In a recent attempt to combat the cost and time spent developing novel drugs, researchers have begun to teach old drugs new tricks by developing prodrug versions of many bioactive compounds [44]. Many attempts to solubilize small hydrophobic molecules have led to the creation of prodrugs and amphiphiles capable of aiding in this work. Acetaminophen, a synthetic aniline derivative widely used for its antipyretic and analgesic properties, is one of the most popular drugs to combat fever [45]. Acetaminophen suberate (6), a prodrug amphiphile with two separate hydrogen bonding moieties, was synthesized and tested for self-assembly [46]. It was demonstrated that by adding a lipase solution, the hydrogel assemblies of acetaminophen suberate were easily broken and, secondly, the ester bond cleaved, releasing the drug into solution. The weak noncovalent interactions allow for the easy disruption of the self-assembled structures, a pre-requisite to transition from prodrug to drug. After the lipase cleaves the phenol–ester bond, and assembly is no longer possible, suberic acid is left to natural bioprocesses along with the active drug. Researchers took this one step further, again encapsulating the hydrophobic curcumin to demonstrate the dual release of acetaminophen and a second drug via a similar mechanism. The increased lipophilicity of the prodrug serves not only to create structures, but aid in the sequestering of the secondary guest drug until targeted application. The use of bioderived materials is important as the entire system is comprised of biocompatible materials, and materials that undergo chemical conversion in biological systems to release further biocompatible materials. While the prodrug synthesis follows a traditional nonbiocatalyzed procedure (DCC, DMAP, in toluene), the importance of the amphiphile’s ability to react via the naturally occurring lipases is of the utmost importance, making them well suited for simple drug delivery systems. While acetaminophen itself is not natural, as natural enzymes may still work with this molecule, the functional product is not hindered by the use of traditional chemical methods, making it a viable component when developing green products.

The past five assemblies represent one side of the highly functional systems, assembled mainly in aqueous solutions. Henceforth, the assemblies will be structured from edible oils and organic solvents earning them the name organogel. As care was taken to note the green nature of the semisynthetic products in the first half, we shall focus on similarly interesting products in the second, but highlight the syntheses and green practices used to create functional smart materials from simple monomers.
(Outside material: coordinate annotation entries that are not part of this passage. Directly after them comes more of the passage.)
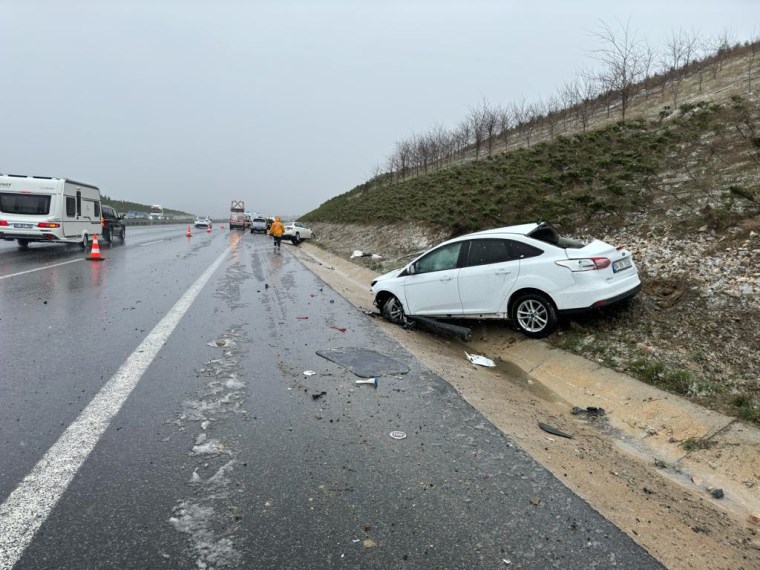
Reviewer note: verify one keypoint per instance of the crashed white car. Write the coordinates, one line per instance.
(296, 232)
(527, 273)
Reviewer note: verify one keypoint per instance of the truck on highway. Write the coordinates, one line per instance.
(41, 208)
(237, 215)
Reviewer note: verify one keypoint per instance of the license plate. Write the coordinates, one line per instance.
(621, 264)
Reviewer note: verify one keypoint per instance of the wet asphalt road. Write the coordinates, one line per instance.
(225, 455)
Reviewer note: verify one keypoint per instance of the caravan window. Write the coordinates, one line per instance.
(29, 204)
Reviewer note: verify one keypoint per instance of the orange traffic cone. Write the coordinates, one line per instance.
(95, 251)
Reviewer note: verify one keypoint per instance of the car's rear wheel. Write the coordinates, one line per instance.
(534, 315)
(393, 310)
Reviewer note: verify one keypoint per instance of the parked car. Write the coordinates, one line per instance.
(112, 224)
(296, 232)
(203, 222)
(527, 273)
(259, 224)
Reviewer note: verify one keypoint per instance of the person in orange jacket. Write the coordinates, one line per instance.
(276, 230)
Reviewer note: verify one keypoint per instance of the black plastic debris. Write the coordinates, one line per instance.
(363, 362)
(554, 431)
(590, 411)
(442, 328)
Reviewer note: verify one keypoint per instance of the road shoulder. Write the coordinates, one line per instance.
(631, 465)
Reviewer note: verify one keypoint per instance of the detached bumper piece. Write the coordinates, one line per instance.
(439, 327)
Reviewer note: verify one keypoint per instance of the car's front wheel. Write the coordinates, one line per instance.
(393, 310)
(534, 315)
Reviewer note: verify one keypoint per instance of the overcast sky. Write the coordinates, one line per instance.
(284, 103)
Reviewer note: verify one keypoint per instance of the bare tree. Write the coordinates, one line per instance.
(490, 125)
(622, 57)
(754, 47)
(506, 124)
(721, 45)
(679, 50)
(476, 118)
(463, 138)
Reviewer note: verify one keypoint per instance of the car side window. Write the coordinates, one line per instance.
(522, 250)
(487, 251)
(443, 258)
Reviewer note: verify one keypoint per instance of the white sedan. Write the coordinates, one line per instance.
(296, 232)
(526, 273)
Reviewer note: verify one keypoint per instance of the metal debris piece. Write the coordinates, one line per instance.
(590, 411)
(554, 431)
(481, 360)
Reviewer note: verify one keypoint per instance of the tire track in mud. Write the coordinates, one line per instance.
(209, 515)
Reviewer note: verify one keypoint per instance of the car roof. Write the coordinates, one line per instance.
(521, 229)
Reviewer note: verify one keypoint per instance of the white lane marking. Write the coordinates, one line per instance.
(39, 268)
(27, 507)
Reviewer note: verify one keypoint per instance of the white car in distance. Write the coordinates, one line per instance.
(527, 273)
(296, 232)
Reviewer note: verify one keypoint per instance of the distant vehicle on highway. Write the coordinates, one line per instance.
(203, 222)
(157, 212)
(41, 208)
(259, 224)
(296, 232)
(113, 224)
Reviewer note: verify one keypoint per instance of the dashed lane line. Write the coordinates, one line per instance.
(29, 505)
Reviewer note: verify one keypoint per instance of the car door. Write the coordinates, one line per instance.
(488, 274)
(432, 287)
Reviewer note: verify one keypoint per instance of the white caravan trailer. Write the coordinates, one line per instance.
(40, 208)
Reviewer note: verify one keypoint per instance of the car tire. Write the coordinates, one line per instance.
(393, 311)
(534, 315)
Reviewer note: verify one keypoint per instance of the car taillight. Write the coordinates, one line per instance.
(585, 264)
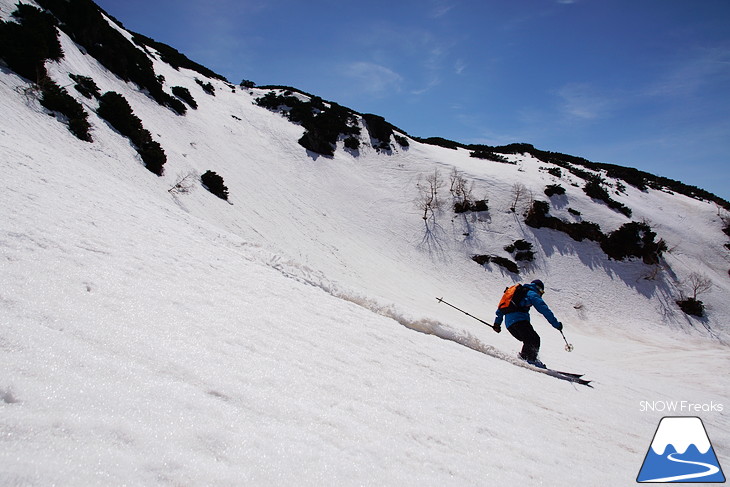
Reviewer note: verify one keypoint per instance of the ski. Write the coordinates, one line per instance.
(567, 376)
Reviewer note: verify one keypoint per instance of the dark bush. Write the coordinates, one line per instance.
(184, 94)
(173, 57)
(57, 99)
(380, 130)
(692, 306)
(537, 217)
(466, 205)
(440, 141)
(634, 239)
(176, 105)
(352, 143)
(525, 255)
(207, 87)
(26, 45)
(115, 109)
(324, 124)
(518, 245)
(86, 86)
(500, 261)
(480, 205)
(594, 188)
(214, 183)
(83, 22)
(522, 250)
(490, 156)
(402, 141)
(554, 189)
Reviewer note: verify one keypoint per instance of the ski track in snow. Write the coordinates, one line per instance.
(151, 339)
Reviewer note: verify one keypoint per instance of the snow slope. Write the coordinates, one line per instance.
(293, 337)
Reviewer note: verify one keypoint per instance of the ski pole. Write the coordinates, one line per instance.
(441, 300)
(568, 346)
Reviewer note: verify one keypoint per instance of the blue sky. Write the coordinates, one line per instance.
(641, 83)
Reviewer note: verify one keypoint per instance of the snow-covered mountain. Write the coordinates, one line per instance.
(154, 333)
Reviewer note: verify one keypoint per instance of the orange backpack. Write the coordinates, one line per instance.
(511, 299)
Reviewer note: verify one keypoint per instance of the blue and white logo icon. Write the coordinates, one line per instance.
(681, 452)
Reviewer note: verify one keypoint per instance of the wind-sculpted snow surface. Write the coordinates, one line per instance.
(291, 336)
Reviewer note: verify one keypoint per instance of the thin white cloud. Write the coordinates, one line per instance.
(440, 9)
(582, 101)
(459, 66)
(372, 78)
(689, 76)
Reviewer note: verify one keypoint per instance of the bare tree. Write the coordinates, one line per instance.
(519, 193)
(428, 199)
(699, 284)
(184, 183)
(462, 190)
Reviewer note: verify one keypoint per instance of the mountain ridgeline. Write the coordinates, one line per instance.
(32, 39)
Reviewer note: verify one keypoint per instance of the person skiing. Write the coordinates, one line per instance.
(517, 320)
2.7 Supergelator trehalose esters

Closed-chain sugars and glycosides represent a library of compounds ripe for selection when choosing a non-ionic hydrophilic amphiphilic moiety. Nature provides a wide array of slightly different sugar structures with varying conformations and chemistries. Despite the prevalence of renewable and natural sugars, they may present as difficult reagents to the skeptic organic chemist because of the numerous hydroxyl groups flanking the heteroatom ring. Many attempts to protect and react sugars have created the wide array of functional sugar esters used as surfactants, yet biocatalysis precludes the need for this as regiospecific catalysts are capable of choosing between primary and secondary alcohols in aqueous or organic media [47]. A variety of highly symmetric sugar diesters, including trehalose acetate (7), were synthesized via heterogeneous biocatalysis with the versatile Novozyme 435 [48]. In addition to selectively synthesizing the diacetate with little or no mono, tri- or polyacylated products, biocatalysis precludes unnecessary protecting groups, lengthy separations, and runs at relatively low temperatures (50°C) [49]. The strength of trehalose ester gels were seen to vary greatly with the length of the alkyl chain, trehalose diacetate producing gels at 0.04wt% in ethyl acetate, an exceedingly low value for a low molecular weight gelator giving it the label supergelator. This ethyl acetate gel is stable with a ratio of one amphiphile to 12 000 solvent molecules. Compared to the ~10–20% wt solutions of polymeric agar used to gel cell cultures, low molecular mass sugar gelators are capable of forming similarly strong soft matter at exceedingly low concentrations, a useful characteristic when looking to use gels as solid reservoirs of liquids. When compared to a chemically acylated trehalose derivative, the mixture of regioisomers gelled solvents at ~10% wt. The advantage of using biocatalysts and natural renewable reagents is compounded of the high yield, regiospecificity, and simple functional product isolation.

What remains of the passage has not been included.